最初は毛嫌いしていたゲイたちの、彼女を包む暖かさに段々心を開いていく沙織の様子が嬉しいです。柴咲コウは、仏頂面でいつも眉間に皺を寄せ、若さも清潔感もなく心までブスの沙織を、ノーメイクで大好演。可愛げなく意固地な沙織を、暖かく幸せになって欲しいと願う気持ちでずっと観られたのは、彼女の好演があってこそです。怒ることはあっても、決して涙を流さなかった彼女が2度泣くのですが、これは女性ならではの涙です。女になった父への反発でしょうか、自分の性を否定していたように思う彼女の心が、痛みとともに女性へと成長していく過程に感じました。

若い頃から男性を捨てて生きてきた人、ずっとゲイであることを隠して生きてきた人、仕事も生き方も様々な人たちが、「ゲイである」という一点で結ばれたホームは、老境に入りしがらみから開放された清々しさを感じさせ、違和感や嫌悪感は全くありませんでした。綺麗に描きすぎている感は残りますが、リアルに描けばいいってもんでもないでしょう。卑弥呼の厳しさと対照的な憐れさや暖かさ、ユーモアを感じさせる彼らも、とても素敵でした。

忘れちゃならないのがオダギリジョー。何作か彼の作品は観ていますが、これが一番良かったです。女の私がゲイの役で一番フェロモンを感じるというもなんですが。常に白いワイシャツを着ていて、貞操観念に欠けるらしいゲイの性衝動を語る春彦を、素直に受け入れられたのは彼の存在あってこそです。ゲイというと女々しい男性と受け取られがちですが、色々な意味でやはり間違いなく男性だというのも、春彦は教えてくれます。

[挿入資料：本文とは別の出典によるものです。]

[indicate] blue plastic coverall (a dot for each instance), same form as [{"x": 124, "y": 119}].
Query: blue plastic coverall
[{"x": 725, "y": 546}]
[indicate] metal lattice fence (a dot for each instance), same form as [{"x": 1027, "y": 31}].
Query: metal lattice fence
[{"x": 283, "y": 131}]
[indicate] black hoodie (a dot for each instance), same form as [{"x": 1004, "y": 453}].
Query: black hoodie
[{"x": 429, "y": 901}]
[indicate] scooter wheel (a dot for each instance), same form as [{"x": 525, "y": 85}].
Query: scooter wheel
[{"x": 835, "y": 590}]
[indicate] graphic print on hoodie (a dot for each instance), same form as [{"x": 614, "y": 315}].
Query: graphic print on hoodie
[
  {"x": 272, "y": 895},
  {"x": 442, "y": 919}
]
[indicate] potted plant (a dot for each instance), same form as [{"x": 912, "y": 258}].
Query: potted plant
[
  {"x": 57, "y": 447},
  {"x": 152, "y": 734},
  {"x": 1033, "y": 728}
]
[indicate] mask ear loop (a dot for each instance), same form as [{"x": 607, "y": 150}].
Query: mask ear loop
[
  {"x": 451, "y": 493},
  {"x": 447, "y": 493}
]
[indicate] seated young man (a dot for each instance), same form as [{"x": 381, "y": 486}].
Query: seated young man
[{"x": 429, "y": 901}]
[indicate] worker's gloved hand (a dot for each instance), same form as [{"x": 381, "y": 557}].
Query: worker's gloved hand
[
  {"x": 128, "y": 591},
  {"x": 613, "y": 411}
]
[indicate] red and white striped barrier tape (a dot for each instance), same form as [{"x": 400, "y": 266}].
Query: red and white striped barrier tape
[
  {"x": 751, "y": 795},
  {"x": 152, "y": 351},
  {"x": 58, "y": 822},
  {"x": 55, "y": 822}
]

最後の最後で、ホームのみんなは嬉しいプレゼントを沙織に贈ります。それはゲイの父を何故母は愛したか、父はどんな人だったのだろうということを、沙織に教えてくれるだろうと感じる出来事です。自分の親を知ると言うことは自分を知ることにも繋がるわけで。そして沙織と春彦の関係へも受け継がれることでしょう。卑弥呼の残した「あなたが好きよ」という言葉の重みは、きっと彼女の人生で宝物になるはず。良かったね、沙織ちゃん。ピキピキピッキー。